Nassor Hamoud

Personal information
- Full name: Nassor Saadun Hamoud
- Date of birth: 23 March 2001 (age 25)
- Place of birth: Temeke District, Dar es Salaam Tanzania
- Position: Midfielder

Team information
- Current team: Šumadija Aranđelovac

Senior career*
- Years: Team / Apps / (Gls)
- 2017: Kagera Sugar
- 2018–2019: Tersana
- 2020: Žarkovo / 2 / (0)
- 2020–: Šumadija Aranđelovac
- 2021: → Vyškov (loan)

International career^{‡}
- 2021: Tanzania U20 / 3 / (0)

= Nassor Hamoud =

Tanzanian footballer

Nassor Saadun Hamoud (born 23 March 2001), commonly known as Nassor Hamoud, is a Tanzanian footballer who plays for Azam Football
Club in Tanzania PremierLeague .

==Club career==
In his native Tanzania Hamoud played for Kagera Sugar of the Tanzanian Premier League.

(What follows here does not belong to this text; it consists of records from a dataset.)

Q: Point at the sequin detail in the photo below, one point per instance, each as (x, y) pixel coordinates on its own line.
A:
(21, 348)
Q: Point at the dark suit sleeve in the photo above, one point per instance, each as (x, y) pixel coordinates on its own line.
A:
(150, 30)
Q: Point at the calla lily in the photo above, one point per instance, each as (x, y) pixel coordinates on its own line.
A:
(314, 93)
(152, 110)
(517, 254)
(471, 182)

From 2018 to 2020 he played for Tersana SC of the Egyptian Second Division. In February 2020 he made the jump to Europe and signed for OFK Žarkovo of the Serbian First League for the 2019–20 season on a two-year contract. In total, he made two league appearances for the club with his debut coming on 30 May 2020 against FK Zlatibor Čajetina. He then switched to FK Šumadija Aranđelovac before being loaned out to MFK Vyškov in 2021.

==International career==
Hamoud was named to Tanzania's squad for the 2021 Africa U-20 Cup of Nations and appeared in all three of the team's matches. In March 2021 Hamoud was named as one of the few foreign-based players on Kim Poulsen's provisional roster for two senior friendlies against Kenya. In May the same year, he was again included in the provisional squad for a friendly against Malawi but did not make the final roster.